Finally came the practical part. I deleted a few social media apps from my phone and I stopped mindlessly scrolling. I used Pocket and Notion to save interesting articles, podcasts, and video interviews I wanted to watch, and I joined communities and engaged with people who enjoyed brainstorming and debating new ideas. I listened to high-quality podcasts during my runs and I launched The Profile Dossier, a weekly deep-dive that allowed me to take a closer look at a person whose life path I found interesting. Finally, I started conducting interviews to have more compelling conversations. If you go about your day without a content strategy, you run the risk of falling into an echo chamber full of one-sided opinions. When it comes to your brain, you need to get off autopilot.

4. You are at your most powerful when you tie your identity to your own name.

When you’re asked the question, “So, what do you do,” how do you respond? You likely respond with your most impressive identity which, for many people, is their job title. For five years, my primary identity was “Polina Marinova, writer and editor at Fortune magazine.” However, that meant I wasn’t in control of my identity and if I ever got fired or laid off, I was at risk of losing my entire self-worth, and losing that is a recipe for psychological disaster.

“We are scared to bet on ourselves.”

The best thing I did for myself is start writing my newsletter The Profile in 2017. It gave me another identity, one that allowed me to be fully myself. It would be the identity that I would eventually choose to embody full-time. Once we’ve reached a certain level of success, we get comfortable and complacent, we wrap our identities around jobs, relationships, and material possessions, all things we could lose. Over time, we begin to trust ourselves less, and leave our destinies in other people’s hands. It’s the one thing preventing us from unlocking our own hidden genius: We are scared to bet on ourselves.

One key element to betting on yourself is giving yourself permission to fail, knowing that you have the skills necessary to course-correct. MMA heavyweight champion Francis Ngannou, whose winding life journey left me speechless, once said, “I know that if I fail, I can start over and over and over and over. I have that skill, and you can take everything from me, but you cannot take that.” So, remember, there is no bad time to bet on yourself. Start a newsletter, a passion project, or a new venture that lets you tie your identity to something that actually matters—your own name. Nothing is more liberating. As a wise philosopher named Beyoncé once said, “I don’t like to gamble, but if there is one thing I’m willing to bet on, it’s myself.”

5. Success is personal and ever-changing.

I once asked myself, “How do I define success?” This question changed the trajectory of my life. In January 2020, I was riding the subway home from my job at Fortune when I read this Anna Quindlen quote: “If your success is not on your own terms, if it looks good to the world but does not feel good in your heart, it is not success at all.” The truth was that I didn’t feel successful on my own terms. I still saw success as a measure of status, money, and achievement. I didn’t realize that the universal hidden genius across many of the exceptional people I had studied was this: Success is personal.

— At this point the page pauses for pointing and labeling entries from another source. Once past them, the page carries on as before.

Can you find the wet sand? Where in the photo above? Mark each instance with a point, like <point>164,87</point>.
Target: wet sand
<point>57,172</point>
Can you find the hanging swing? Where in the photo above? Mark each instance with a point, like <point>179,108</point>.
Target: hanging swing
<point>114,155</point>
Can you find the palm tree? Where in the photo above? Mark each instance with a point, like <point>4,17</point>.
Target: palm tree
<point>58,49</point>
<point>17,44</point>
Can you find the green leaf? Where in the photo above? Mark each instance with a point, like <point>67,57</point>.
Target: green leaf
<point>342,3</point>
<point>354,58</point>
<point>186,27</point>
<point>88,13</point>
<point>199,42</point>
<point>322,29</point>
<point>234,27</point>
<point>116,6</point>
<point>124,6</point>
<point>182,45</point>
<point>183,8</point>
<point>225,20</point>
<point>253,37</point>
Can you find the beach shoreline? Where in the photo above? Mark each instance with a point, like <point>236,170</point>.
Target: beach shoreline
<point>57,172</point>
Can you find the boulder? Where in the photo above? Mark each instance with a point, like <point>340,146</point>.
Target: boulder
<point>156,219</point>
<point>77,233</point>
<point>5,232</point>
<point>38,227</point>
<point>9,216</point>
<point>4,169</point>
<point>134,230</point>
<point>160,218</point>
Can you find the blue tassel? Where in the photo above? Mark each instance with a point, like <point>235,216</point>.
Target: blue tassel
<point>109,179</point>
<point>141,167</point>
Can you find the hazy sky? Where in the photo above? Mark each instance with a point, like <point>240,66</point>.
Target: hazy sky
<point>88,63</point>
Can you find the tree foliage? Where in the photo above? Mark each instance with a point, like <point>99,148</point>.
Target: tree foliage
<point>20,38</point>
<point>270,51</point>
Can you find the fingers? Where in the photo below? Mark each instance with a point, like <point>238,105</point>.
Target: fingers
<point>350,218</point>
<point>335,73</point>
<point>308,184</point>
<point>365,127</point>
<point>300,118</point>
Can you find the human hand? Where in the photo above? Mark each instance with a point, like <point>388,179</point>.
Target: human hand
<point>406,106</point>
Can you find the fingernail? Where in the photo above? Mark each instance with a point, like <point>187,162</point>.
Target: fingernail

Comedian Jerry Seinfeld describes success as the endless process of tinkering until you get as close as you can to perfection: “Solitude and precision, refining a tiny thing for the sake of it.” Melinda Gates, on the other hand, says her definition of success was shaped by this Ralph Waldo Emerson quote: “To know even one life has breathed easier because you have lived. This is to have succeeded.” In her case, as one of the richest women on the planet, she’s used her capital to back global health initiatives and support female-led businesses.

For actor Matthew McConaughey, success looks entirely different. For him, it’s the measurement of five things: fatherhood, friendships, career, being a good husband, and the state of his mind, body, and spirit. After studying and interviewing so many remarkable figures, I don’t envy or hero-worship any of them. I have seen that success doesn’t exist in a vacuum, people are dealing with family drama, money problems, insecurities, and all sorts of human messiness on a daily basis. So, how do you define success?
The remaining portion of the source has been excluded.